IT giant Oracle has announced a new range of “public cloud” services, including business applications, database software and a Java development platform.
The applications on offer are customer relationship management (CRM), human capital management (HCM) – based on Oracle’s Fusion application range – and an internal social networking system.
The Java platform will allow customers to move their own Java-based applications or application extensions into Oracle’s cloud environment, it says.
Oracle says it will charge a “monthly subscription rate for our application and platform services”, although precise pricing has not been revealed. “There is no minimum term and you can cancel at any time,” the Oracle Public Cloud website says.
The site implies that customers will need to agree the capacity they require in advance, rather than scaling up or down on an ad-hoc basis. “You can … opt-in to overages that allows the system to give you additional resources when you exceed the defined limits,” it says.
The company will host the services itself in its own data centres.
Announcing the cloud services at Oracle’s OpenWorld conference, Larry Ellison placed them in direct competition with Salesforce.com.
“Our cloud is based on industry standards – Java, BPEL for integration, XML, web services,” he said. “It supports full interoperability with other clouds and with your on-premise data centre.”
“If you build your application in Salesforce.com’s cloud, that’s the only place it can run.
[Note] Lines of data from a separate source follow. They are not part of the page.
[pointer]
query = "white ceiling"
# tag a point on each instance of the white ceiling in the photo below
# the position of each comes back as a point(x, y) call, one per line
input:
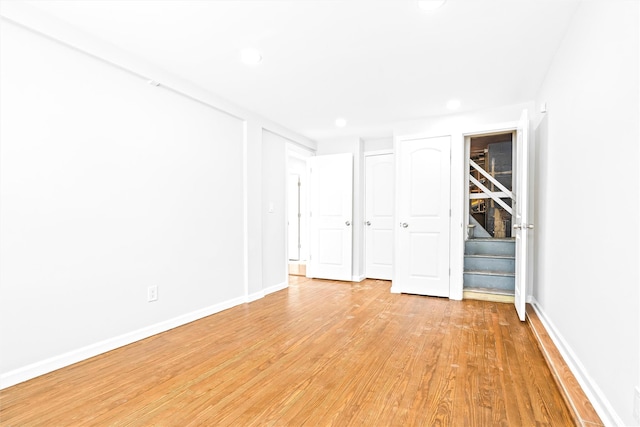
point(372, 62)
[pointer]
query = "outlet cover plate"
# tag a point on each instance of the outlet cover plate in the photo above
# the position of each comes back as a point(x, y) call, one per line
point(636, 404)
point(152, 293)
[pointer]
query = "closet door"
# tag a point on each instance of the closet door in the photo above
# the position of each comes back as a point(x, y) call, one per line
point(379, 179)
point(330, 216)
point(423, 210)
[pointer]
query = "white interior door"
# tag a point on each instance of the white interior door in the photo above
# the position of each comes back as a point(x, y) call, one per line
point(293, 215)
point(379, 179)
point(330, 216)
point(521, 225)
point(423, 192)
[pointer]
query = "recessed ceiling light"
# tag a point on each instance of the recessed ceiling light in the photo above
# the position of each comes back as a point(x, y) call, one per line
point(430, 5)
point(250, 56)
point(341, 123)
point(453, 104)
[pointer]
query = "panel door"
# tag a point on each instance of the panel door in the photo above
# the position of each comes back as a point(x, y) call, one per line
point(422, 242)
point(330, 216)
point(379, 207)
point(293, 217)
point(521, 225)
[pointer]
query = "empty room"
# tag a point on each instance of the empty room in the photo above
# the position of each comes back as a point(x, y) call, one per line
point(319, 212)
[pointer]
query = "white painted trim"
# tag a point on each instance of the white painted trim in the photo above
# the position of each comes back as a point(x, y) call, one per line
point(378, 152)
point(597, 398)
point(42, 367)
point(275, 288)
point(245, 206)
point(491, 129)
point(255, 296)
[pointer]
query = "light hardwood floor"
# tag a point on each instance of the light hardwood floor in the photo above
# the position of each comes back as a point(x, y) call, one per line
point(317, 353)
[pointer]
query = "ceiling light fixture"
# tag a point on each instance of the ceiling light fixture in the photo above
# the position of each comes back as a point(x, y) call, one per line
point(453, 104)
point(430, 5)
point(250, 56)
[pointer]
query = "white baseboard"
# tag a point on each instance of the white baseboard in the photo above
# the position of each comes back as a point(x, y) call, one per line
point(597, 398)
point(255, 296)
point(275, 288)
point(42, 367)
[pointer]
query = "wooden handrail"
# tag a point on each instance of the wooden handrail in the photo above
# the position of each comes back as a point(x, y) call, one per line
point(492, 179)
point(491, 194)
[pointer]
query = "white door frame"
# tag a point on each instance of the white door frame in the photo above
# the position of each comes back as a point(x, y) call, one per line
point(503, 127)
point(295, 151)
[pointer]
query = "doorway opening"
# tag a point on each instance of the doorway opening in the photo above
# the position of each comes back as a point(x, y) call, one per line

You can check in, but you can never check out.”
However, it seems that Oracle plans to mimic the ecosystem that Salesforce.com has built around its platform. “In the sales and marketing cloud, you can add data from trusted sources, crowd source data from external sources [and] integrate demographic data from authoritative sources,” the website says.
Portable clouds
According to Simon Wardley, a researcher at CSC’s Leading Edge Forum, the portability of cloud services – the ability to move a system from one provider to another – is crucial if the public cloud computing market is to be competitive.
“For portability, you need semantic interoperability, which generally means the ability to run the same code in multiple providers’ clouds”, he says.
By this logic, if Ellison’s claim that customers can move their Java-based applications from its cloud platform to another hosting provider’s platform with ease is correct, then the offering should promote competition in the Java-based cloud computing market.
However, while they may integrate using ‘industry standards’ the HCM and CRM applications are based on Oracle’s proprietary Fusion code. This means that even if Oracle allows third party cloud providers to host its Fusion applications, it would still have ultimate control of the market.
“If the code is proprietary you get a captured market,” says Wardley, “which means the provider can dictate the price.”